Churchill operates at the kernel, not on top of it. The Protector (the layer that anchors Churchill in the kernel) is structurally isolated from the protected system's user-space and root surface. A kernel zero-day that exploits the protected application does not defeat Churchill's enforcement, because Churchill's enforcement layer is not reachable from the application's execution context.

This was tested explicitly in both the public CTF (40 autonomous AI sessions with full root from session start) and the Mythos engagement (multiple sessions beginning with full root). Zero kernel breaches in either program.

Not the injection itself. That is an application-layer problem, and your input validation, WAF, and RASP stay in place to handle it on every system, protected or not. Churchill sits one layer beneath them.

On a Churchill-protected application, no injected code gets executed. The injection may land, but the moment it tries to run a payload, escalate, or persist, it does not run, because it is not part of the CAB-approved application. The injection becomes a dead end instead of a foothold, and every attempt is logged.

Forensic recordings remain in your environment by default. Churchill produces forensic packages (recordings, logs, chain-of-custody metadata) that are stored where you direct, accessible to the personnel you designate.

Recordings are cryptographically signed at capture time, ensuring chain-of-custody integrity for legal, regulatory, or law enforcement use. Cross-environment retention, archival, and access controls are configured during the pilot.

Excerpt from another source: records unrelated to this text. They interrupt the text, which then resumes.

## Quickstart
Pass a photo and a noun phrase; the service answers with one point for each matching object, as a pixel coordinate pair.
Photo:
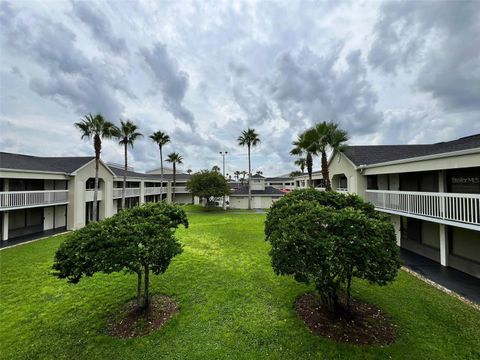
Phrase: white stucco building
(42, 195)
(432, 193)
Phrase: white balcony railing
(154, 190)
(129, 192)
(10, 200)
(442, 207)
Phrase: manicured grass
(202, 209)
(232, 307)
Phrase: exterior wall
(78, 196)
(238, 202)
(440, 163)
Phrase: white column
(5, 226)
(444, 245)
(142, 192)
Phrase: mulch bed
(132, 322)
(364, 324)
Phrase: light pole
(224, 153)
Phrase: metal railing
(456, 207)
(154, 190)
(129, 192)
(24, 199)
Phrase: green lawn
(232, 306)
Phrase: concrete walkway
(454, 280)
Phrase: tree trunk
(124, 177)
(146, 295)
(249, 180)
(174, 183)
(310, 169)
(349, 283)
(95, 191)
(139, 289)
(161, 173)
(325, 174)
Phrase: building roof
(36, 163)
(269, 190)
(281, 179)
(374, 154)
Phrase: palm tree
(96, 128)
(250, 139)
(301, 163)
(304, 145)
(174, 158)
(127, 134)
(161, 139)
(244, 173)
(237, 174)
(328, 136)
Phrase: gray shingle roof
(37, 163)
(374, 154)
(269, 190)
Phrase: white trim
(421, 158)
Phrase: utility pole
(224, 153)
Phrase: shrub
(329, 238)
(139, 240)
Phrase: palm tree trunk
(325, 174)
(249, 179)
(161, 173)
(95, 191)
(310, 169)
(124, 178)
(174, 183)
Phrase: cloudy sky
(388, 72)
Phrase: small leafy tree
(138, 240)
(209, 185)
(328, 238)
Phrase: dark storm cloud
(99, 25)
(172, 81)
(69, 77)
(308, 86)
(442, 39)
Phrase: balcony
(154, 190)
(12, 200)
(461, 210)
(181, 190)
(129, 192)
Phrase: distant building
(263, 196)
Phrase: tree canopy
(328, 238)
(208, 185)
(137, 240)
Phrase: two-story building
(431, 191)
(44, 195)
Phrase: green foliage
(327, 238)
(208, 184)
(232, 306)
(139, 240)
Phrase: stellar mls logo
(466, 180)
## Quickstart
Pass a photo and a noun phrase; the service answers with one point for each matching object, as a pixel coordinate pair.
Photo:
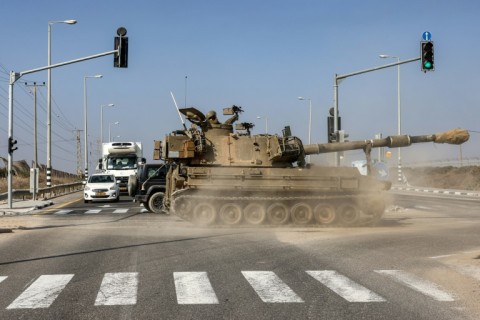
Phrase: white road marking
(64, 211)
(42, 292)
(270, 288)
(344, 287)
(120, 210)
(194, 288)
(118, 289)
(93, 211)
(423, 286)
(442, 256)
(468, 270)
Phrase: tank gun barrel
(454, 136)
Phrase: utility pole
(79, 153)
(35, 154)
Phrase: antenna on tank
(185, 92)
(179, 114)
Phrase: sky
(261, 55)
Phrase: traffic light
(11, 145)
(427, 56)
(331, 134)
(342, 135)
(120, 58)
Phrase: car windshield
(101, 179)
(121, 163)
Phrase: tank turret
(227, 176)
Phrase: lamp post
(49, 100)
(399, 130)
(85, 116)
(266, 123)
(101, 119)
(110, 130)
(309, 122)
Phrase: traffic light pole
(13, 78)
(337, 80)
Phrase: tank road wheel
(324, 214)
(348, 214)
(278, 213)
(301, 213)
(254, 213)
(230, 213)
(145, 205)
(155, 202)
(183, 207)
(204, 213)
(375, 209)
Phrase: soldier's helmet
(211, 115)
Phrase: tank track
(321, 210)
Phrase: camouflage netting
(454, 136)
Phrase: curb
(25, 210)
(439, 191)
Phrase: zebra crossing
(195, 288)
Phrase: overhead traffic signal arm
(120, 58)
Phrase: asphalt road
(113, 261)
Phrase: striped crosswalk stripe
(118, 289)
(270, 288)
(42, 292)
(344, 287)
(423, 286)
(194, 288)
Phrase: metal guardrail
(44, 193)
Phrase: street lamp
(110, 130)
(101, 119)
(49, 100)
(266, 123)
(85, 115)
(399, 130)
(309, 123)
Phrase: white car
(101, 186)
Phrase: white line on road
(270, 288)
(118, 289)
(194, 288)
(120, 210)
(64, 211)
(93, 211)
(442, 256)
(344, 287)
(468, 270)
(423, 286)
(42, 292)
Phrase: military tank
(221, 176)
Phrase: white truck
(121, 159)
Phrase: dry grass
(463, 178)
(23, 182)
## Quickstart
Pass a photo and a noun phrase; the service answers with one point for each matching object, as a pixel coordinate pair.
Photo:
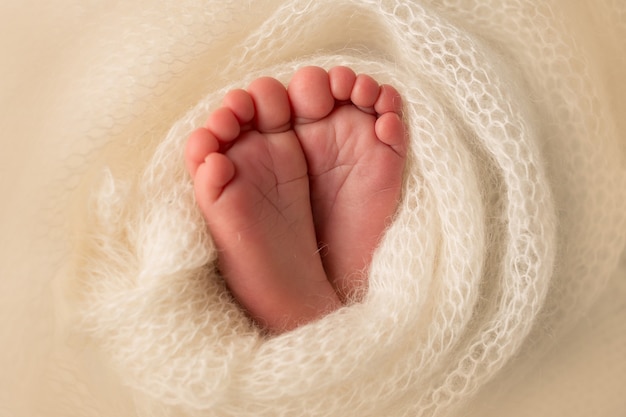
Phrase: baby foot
(251, 184)
(354, 141)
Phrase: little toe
(365, 93)
(271, 105)
(310, 94)
(241, 104)
(223, 124)
(390, 130)
(201, 143)
(389, 100)
(211, 178)
(341, 82)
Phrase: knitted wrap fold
(510, 228)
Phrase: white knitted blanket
(497, 290)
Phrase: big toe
(310, 94)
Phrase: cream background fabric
(500, 288)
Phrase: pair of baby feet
(297, 186)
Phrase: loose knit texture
(498, 282)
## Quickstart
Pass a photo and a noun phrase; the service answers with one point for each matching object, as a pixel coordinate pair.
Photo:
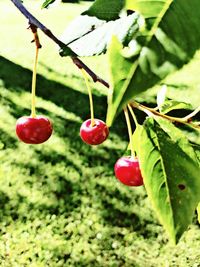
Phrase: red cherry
(127, 171)
(33, 130)
(94, 135)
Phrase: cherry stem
(33, 112)
(90, 97)
(129, 131)
(191, 115)
(133, 115)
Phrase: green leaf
(105, 10)
(198, 211)
(47, 3)
(168, 42)
(118, 76)
(94, 35)
(148, 8)
(171, 173)
(66, 51)
(170, 105)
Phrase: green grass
(60, 204)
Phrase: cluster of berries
(36, 130)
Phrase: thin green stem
(33, 111)
(191, 115)
(90, 97)
(152, 111)
(133, 115)
(129, 131)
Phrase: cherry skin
(127, 171)
(33, 130)
(94, 135)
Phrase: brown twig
(34, 24)
(36, 37)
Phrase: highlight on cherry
(93, 131)
(34, 129)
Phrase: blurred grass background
(60, 204)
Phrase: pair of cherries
(36, 130)
(127, 169)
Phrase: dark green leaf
(105, 10)
(47, 3)
(198, 211)
(171, 173)
(170, 105)
(170, 41)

Yes. Churchill produces structured event data (enforcement decisions, blocked attempts, forensic recordings) suitable for SIEM ingestion via standard formats. SOAR playbooks can trigger on Churchill events the same as any other security telemetry source.

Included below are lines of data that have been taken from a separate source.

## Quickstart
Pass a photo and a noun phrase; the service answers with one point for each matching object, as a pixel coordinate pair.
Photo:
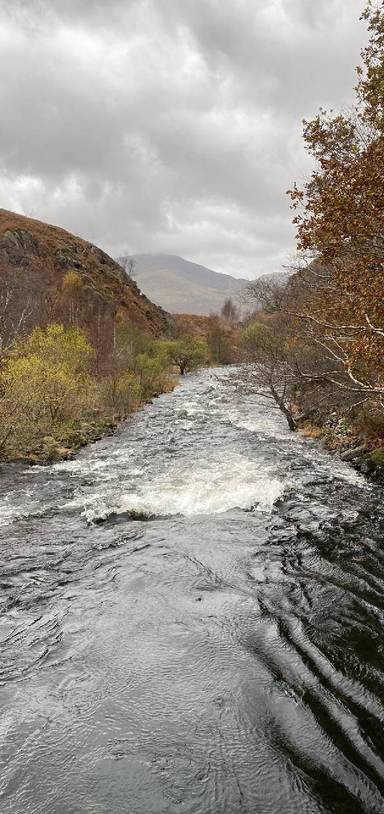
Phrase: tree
(340, 223)
(131, 266)
(229, 311)
(272, 365)
(219, 341)
(187, 353)
(45, 383)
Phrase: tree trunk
(284, 409)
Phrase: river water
(192, 620)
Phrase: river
(192, 620)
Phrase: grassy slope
(34, 258)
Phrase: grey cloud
(160, 125)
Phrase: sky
(170, 126)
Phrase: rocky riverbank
(355, 447)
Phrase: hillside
(47, 274)
(180, 286)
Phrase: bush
(45, 385)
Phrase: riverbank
(352, 445)
(65, 444)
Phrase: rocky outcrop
(48, 274)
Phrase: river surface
(192, 620)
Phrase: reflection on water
(192, 620)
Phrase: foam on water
(210, 488)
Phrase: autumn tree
(187, 353)
(229, 311)
(339, 214)
(45, 384)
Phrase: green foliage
(45, 383)
(121, 394)
(153, 374)
(50, 396)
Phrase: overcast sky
(169, 125)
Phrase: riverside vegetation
(317, 346)
(52, 400)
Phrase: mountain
(48, 274)
(180, 286)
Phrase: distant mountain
(180, 286)
(48, 275)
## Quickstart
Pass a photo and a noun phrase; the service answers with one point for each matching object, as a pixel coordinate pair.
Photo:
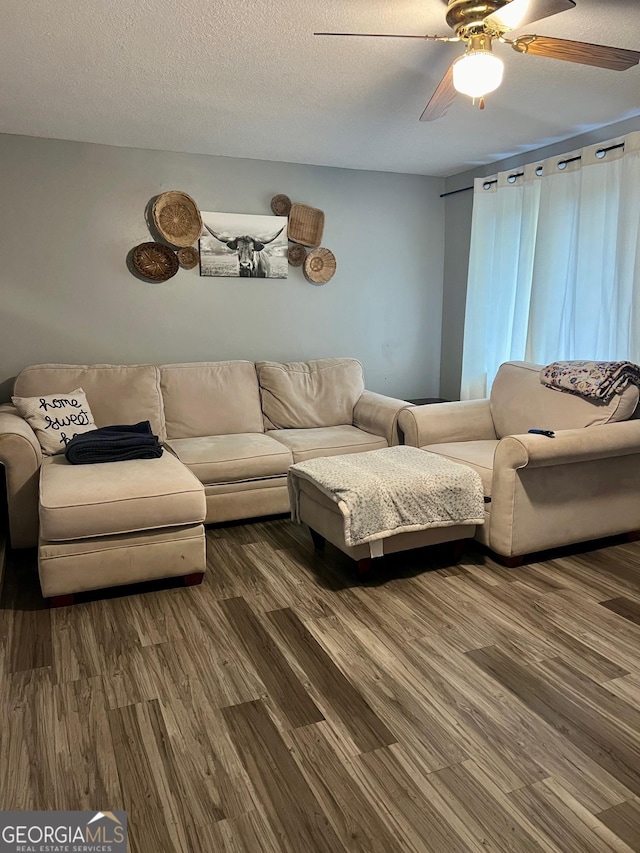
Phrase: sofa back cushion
(307, 394)
(117, 394)
(211, 398)
(520, 402)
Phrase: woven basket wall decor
(296, 254)
(188, 257)
(177, 218)
(281, 204)
(154, 261)
(319, 266)
(306, 225)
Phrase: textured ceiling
(248, 79)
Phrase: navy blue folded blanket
(114, 444)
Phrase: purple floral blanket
(594, 380)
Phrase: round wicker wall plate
(188, 257)
(154, 261)
(319, 266)
(296, 254)
(177, 218)
(281, 204)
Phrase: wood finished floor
(282, 706)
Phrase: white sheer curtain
(554, 267)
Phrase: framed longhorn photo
(246, 246)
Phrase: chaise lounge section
(230, 432)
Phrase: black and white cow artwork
(253, 261)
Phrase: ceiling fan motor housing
(466, 17)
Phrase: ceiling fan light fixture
(478, 71)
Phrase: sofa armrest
(378, 415)
(568, 446)
(21, 456)
(436, 423)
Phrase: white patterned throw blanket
(381, 493)
(594, 380)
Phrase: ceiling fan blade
(390, 35)
(441, 99)
(520, 13)
(614, 58)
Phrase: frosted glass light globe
(477, 73)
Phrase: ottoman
(118, 523)
(316, 503)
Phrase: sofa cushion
(117, 394)
(306, 394)
(232, 458)
(327, 441)
(80, 501)
(520, 402)
(56, 418)
(476, 454)
(211, 398)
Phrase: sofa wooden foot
(62, 600)
(317, 539)
(510, 562)
(193, 579)
(457, 550)
(364, 567)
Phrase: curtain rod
(562, 163)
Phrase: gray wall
(458, 211)
(71, 212)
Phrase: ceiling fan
(478, 23)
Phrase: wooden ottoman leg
(318, 541)
(364, 566)
(62, 600)
(193, 579)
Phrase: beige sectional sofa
(231, 430)
(540, 492)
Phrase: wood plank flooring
(284, 706)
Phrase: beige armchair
(540, 492)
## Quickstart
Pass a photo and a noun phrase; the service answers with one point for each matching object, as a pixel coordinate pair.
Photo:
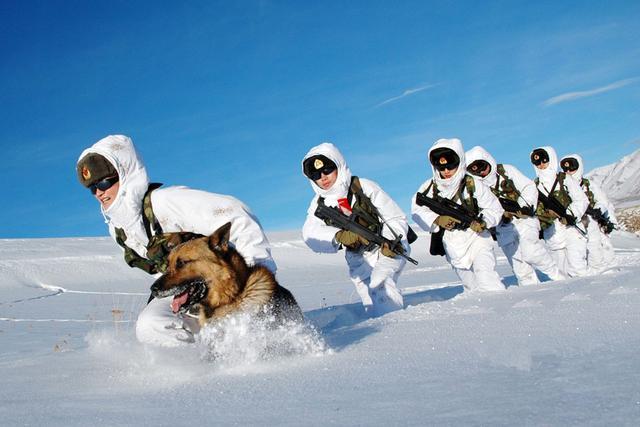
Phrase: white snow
(563, 353)
(620, 181)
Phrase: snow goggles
(569, 164)
(539, 156)
(316, 166)
(104, 184)
(444, 158)
(478, 166)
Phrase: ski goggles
(316, 166)
(104, 184)
(569, 164)
(478, 166)
(444, 158)
(539, 157)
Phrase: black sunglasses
(539, 157)
(315, 175)
(449, 165)
(103, 185)
(478, 166)
(569, 164)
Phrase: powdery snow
(620, 180)
(563, 353)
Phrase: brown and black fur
(219, 282)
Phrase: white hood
(548, 176)
(341, 186)
(126, 210)
(479, 153)
(448, 187)
(577, 175)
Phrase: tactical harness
(470, 204)
(506, 188)
(365, 212)
(160, 243)
(587, 190)
(544, 215)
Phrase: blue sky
(229, 96)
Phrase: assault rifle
(337, 219)
(443, 206)
(552, 204)
(512, 206)
(602, 220)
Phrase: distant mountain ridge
(620, 181)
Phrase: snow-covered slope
(620, 181)
(562, 353)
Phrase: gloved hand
(478, 226)
(521, 214)
(386, 250)
(447, 222)
(350, 239)
(552, 213)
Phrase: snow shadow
(438, 294)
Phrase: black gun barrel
(443, 206)
(344, 222)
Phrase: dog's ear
(219, 240)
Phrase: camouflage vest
(365, 212)
(470, 203)
(561, 194)
(585, 184)
(505, 188)
(160, 244)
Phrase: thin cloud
(406, 93)
(570, 96)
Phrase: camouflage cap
(93, 168)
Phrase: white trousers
(569, 249)
(375, 278)
(600, 253)
(607, 248)
(526, 252)
(481, 275)
(577, 254)
(158, 325)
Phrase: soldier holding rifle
(459, 210)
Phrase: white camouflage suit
(599, 249)
(177, 209)
(567, 245)
(470, 253)
(519, 237)
(374, 275)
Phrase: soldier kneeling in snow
(599, 248)
(469, 248)
(562, 234)
(518, 230)
(147, 222)
(374, 269)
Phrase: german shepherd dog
(209, 279)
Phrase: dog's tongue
(179, 301)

Churchill does not displace your identity providers. IAM and authentication continue to verify who is requesting access. Churchill verifies what executes, separately. Specific integration patterns for your stack are configured during the pilot.

Churchill provides structural evidence of approved-state enforcement, continuously. This maps directly to controls in the following regulatory regimes:

• DORA: ICT third-party risk and operational resilience requirements
• NERC CIP: Configuration management (CIP-010) and system security management (CIP-007)
• HIPAA Security Rule: Audit controls §164.312(b) and integrity §164.312(c)(1)
• CMMC 2.0: Configuration management family at Level 2
• PCI DSS 4.0: Testing of security systems (Requirement 11)
• NIST 800-53 Rev 5: Controls in the CM (configuration management), SI (system and information integrity), and AU (audit and accountability) families

Specific control mapping for your regulatory regime is reviewed during the pilot.

Yes. The application unit is cryptographically signed at quorum approval. Every enforcement decision and every blocked attempt is logged with chain-of-custody metadata. The evidence record is designed to be reviewed by external auditors, regulators, insurance carriers, or law enforcement without requiring reconstruction of what happened.

This is the operational meaning of "compliance becomes structural proof, not narrative reconstruction."